There remain many questions to be studied regarding the way in which the vitamins cooperate in such processes of life as cannot be started without their presence.
A vitamin does certainly not produce the effect alone, however. The lactoflavin, for instance, combines, with the aid of phosphoric acid, with an albuminous substance, and only in this way the yellow respiratory ferment is formed. Its molecule contains about 200 times as many atoms as that of the vitamin itself. The yellow ferment is reckoned as belonging to the catalyzers, i.e. substances capable to accelerate a chemical reaction without undergoing any change themselves. Their action may be compared to that of a lubricating oil on a rusty machine. In this case the oxidation of certain substances present in the body is taking place, thus a kind of combustion, although of course much slower than for instance the burning of wood in a stove. We may perhaps compare the very effect of the vitamin to that of a key. A heavy door may thus resist the strongest blows and knocks, but can easily be opened by the aid of a small key – always provided that the right key is found.

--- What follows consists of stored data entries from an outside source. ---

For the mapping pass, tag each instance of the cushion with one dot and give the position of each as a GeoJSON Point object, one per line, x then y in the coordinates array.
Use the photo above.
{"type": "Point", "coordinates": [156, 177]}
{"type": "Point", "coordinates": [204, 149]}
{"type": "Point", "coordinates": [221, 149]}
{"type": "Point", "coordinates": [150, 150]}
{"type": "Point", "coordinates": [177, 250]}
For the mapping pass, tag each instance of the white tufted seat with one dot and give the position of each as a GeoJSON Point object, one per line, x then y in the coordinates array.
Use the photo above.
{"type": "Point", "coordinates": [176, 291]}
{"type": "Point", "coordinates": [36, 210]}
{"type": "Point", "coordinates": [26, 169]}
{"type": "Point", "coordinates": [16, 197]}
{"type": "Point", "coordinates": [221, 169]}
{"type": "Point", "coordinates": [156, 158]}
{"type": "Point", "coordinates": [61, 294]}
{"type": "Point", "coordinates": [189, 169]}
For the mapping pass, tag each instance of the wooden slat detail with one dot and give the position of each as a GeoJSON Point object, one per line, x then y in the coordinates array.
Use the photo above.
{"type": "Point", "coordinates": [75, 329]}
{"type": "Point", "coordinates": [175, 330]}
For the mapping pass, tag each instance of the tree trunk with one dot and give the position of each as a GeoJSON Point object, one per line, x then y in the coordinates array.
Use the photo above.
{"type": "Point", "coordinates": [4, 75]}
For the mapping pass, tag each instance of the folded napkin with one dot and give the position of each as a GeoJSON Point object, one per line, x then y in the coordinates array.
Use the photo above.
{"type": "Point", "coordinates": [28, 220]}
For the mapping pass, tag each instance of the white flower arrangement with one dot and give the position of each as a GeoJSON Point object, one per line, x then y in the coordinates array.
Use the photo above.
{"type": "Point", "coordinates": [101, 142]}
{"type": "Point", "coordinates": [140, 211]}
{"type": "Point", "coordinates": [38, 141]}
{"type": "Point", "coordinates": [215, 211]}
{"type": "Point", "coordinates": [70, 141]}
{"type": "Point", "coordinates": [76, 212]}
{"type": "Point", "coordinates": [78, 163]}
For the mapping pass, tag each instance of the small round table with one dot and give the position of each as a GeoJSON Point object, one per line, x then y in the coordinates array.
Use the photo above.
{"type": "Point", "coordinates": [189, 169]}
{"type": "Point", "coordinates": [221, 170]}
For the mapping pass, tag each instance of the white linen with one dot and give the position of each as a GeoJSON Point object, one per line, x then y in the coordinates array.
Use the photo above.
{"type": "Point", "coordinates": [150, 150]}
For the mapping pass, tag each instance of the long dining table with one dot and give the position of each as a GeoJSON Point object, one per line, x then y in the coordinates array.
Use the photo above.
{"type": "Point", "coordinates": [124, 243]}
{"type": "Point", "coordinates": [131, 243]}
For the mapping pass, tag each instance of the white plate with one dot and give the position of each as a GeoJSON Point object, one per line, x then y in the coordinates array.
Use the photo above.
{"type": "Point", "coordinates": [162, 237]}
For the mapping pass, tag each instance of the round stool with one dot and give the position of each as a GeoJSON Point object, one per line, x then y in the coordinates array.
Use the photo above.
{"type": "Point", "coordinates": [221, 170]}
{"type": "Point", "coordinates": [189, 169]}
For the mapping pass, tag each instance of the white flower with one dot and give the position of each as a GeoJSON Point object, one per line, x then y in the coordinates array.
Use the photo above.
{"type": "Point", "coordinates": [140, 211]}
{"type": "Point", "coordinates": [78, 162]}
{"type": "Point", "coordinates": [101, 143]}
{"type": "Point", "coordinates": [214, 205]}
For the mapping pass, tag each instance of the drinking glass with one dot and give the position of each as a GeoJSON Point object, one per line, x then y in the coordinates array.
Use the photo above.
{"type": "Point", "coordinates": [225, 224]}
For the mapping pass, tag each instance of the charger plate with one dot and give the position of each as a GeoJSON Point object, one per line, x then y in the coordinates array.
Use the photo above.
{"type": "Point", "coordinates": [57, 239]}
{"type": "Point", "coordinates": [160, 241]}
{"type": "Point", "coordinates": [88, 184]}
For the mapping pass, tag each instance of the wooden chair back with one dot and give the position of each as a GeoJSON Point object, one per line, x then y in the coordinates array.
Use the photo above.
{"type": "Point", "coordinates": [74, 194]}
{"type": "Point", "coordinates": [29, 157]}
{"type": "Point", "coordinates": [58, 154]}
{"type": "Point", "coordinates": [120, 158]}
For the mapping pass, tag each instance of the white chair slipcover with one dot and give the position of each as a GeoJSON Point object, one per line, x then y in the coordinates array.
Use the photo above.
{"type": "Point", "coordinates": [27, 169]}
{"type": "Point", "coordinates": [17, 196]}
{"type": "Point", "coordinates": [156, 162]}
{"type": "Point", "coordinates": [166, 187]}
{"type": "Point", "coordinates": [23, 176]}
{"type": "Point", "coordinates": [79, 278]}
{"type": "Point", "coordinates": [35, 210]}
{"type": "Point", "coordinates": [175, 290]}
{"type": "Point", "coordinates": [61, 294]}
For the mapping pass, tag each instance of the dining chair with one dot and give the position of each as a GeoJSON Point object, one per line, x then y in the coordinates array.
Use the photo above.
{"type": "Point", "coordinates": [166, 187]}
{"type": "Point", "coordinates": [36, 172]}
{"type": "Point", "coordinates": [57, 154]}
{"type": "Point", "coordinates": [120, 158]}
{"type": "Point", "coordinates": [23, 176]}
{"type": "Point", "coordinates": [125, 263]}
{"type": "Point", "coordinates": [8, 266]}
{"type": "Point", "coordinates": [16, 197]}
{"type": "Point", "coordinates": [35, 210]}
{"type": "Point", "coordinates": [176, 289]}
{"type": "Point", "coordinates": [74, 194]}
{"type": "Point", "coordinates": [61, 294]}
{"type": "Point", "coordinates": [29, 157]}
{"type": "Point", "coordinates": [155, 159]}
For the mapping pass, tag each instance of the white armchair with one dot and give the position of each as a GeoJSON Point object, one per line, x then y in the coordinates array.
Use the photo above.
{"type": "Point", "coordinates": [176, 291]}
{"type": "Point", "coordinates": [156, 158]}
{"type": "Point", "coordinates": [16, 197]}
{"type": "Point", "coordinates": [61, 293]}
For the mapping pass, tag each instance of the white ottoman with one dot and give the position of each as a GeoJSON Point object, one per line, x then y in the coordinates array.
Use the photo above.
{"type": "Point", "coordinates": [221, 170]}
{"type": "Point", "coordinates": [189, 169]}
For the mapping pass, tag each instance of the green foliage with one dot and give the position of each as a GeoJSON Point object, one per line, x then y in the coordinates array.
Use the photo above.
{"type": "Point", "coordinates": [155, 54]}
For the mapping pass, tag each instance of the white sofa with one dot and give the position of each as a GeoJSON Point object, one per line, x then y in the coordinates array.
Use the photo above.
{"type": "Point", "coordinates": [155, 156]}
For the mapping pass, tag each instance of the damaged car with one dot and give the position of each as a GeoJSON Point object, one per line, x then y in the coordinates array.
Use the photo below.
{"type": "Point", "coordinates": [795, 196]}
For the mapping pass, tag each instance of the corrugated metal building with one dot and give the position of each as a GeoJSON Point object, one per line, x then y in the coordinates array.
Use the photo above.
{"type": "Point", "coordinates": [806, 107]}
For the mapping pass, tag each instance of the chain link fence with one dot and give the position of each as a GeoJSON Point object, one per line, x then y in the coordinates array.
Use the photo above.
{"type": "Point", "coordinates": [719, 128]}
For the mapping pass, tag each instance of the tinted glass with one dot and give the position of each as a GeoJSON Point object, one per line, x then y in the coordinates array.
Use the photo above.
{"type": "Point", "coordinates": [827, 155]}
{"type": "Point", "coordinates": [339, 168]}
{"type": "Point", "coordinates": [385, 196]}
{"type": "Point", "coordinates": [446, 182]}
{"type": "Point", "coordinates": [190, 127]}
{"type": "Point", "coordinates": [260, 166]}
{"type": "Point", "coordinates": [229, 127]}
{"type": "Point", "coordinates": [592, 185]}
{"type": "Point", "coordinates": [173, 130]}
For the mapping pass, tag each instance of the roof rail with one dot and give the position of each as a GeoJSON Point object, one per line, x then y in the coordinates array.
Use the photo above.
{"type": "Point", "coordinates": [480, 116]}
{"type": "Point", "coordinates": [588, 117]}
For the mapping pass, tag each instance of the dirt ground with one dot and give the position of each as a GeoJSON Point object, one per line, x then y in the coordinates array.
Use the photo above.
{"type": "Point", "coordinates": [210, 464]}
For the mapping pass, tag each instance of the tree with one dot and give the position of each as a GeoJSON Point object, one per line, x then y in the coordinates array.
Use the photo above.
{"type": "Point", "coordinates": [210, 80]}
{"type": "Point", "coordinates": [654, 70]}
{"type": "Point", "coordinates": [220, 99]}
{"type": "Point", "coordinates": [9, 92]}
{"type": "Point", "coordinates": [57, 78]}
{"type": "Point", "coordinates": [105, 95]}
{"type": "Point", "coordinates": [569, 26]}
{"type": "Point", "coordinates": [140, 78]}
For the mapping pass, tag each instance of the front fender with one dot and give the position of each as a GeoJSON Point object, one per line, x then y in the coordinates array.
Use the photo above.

The discoveries, which have now engaged our attention, touch upon the domain of Physiology as well as that of Chemistry, a circumstance which has found its expression in that they have been awarded Nobel Prizes in Medicine as well as in Chemistry. Often it is just within the borderland between two sciences, where efforts have been frequently made to establish demarcatory lines (although mostly in vain), that the important discoveries are to be found. In such cases it is evidently of small avail, generally speaking, to try to decide, even with the aid of the greatest acuteness, to which field of science such discovery should be properly attributed. The principal thing is, however, that the discoveries are recognized, if such be their value, and the classification of the prize awarded is a question of minor importance. In the present case it may be said, nevertheless, that the discoveries which have been awarded a prize in Chemistry are on the whole more chemically accentuated in their character than those which have received the prize in Medicine. In all the cases, however, such discoveries may be said to have “conferred the greatest benefit on mankind” in accordance with the intentions expressed in the will of Alfred Nobel.
Professor Haworth. The Royal Swedish Academy of Sciences has resolved to adjudge to you and Professor Karrer this year’s Nobel Prize in Chemistry in recognition, for your part, of your most important researches into carbohydrates through which another epoch in the chemistry of these substances has been completed, and for your investigation of the constitution of vitamin C which is now produced artificially.
It is with the most sincere gratification that I have the honour of conveying to you the congratulations of the Academy on this distinction and I request you now to receive the Prize from his Majesty the King who has been graciously pleased to consent to hand it over to you.
Professor Karrer. The Royal Swedish Academy of Sciences has decided to confer upon you and Professor Haworth this year’s Nobel Prize in Chemistry. In this way the Academy wishes to express to you her recognition for your brilliant investigations on carotenoids and flavins, as well as on vitamins A and B2. As a result of your work, the structure of a vitamin has for the first time been clarified. The structure of a second vitamin has also been cleared up, thus enabling its technical preparation.
I convey to you the congratulations of the Academy and request you to receive the prize from the hands of his Majesty the King.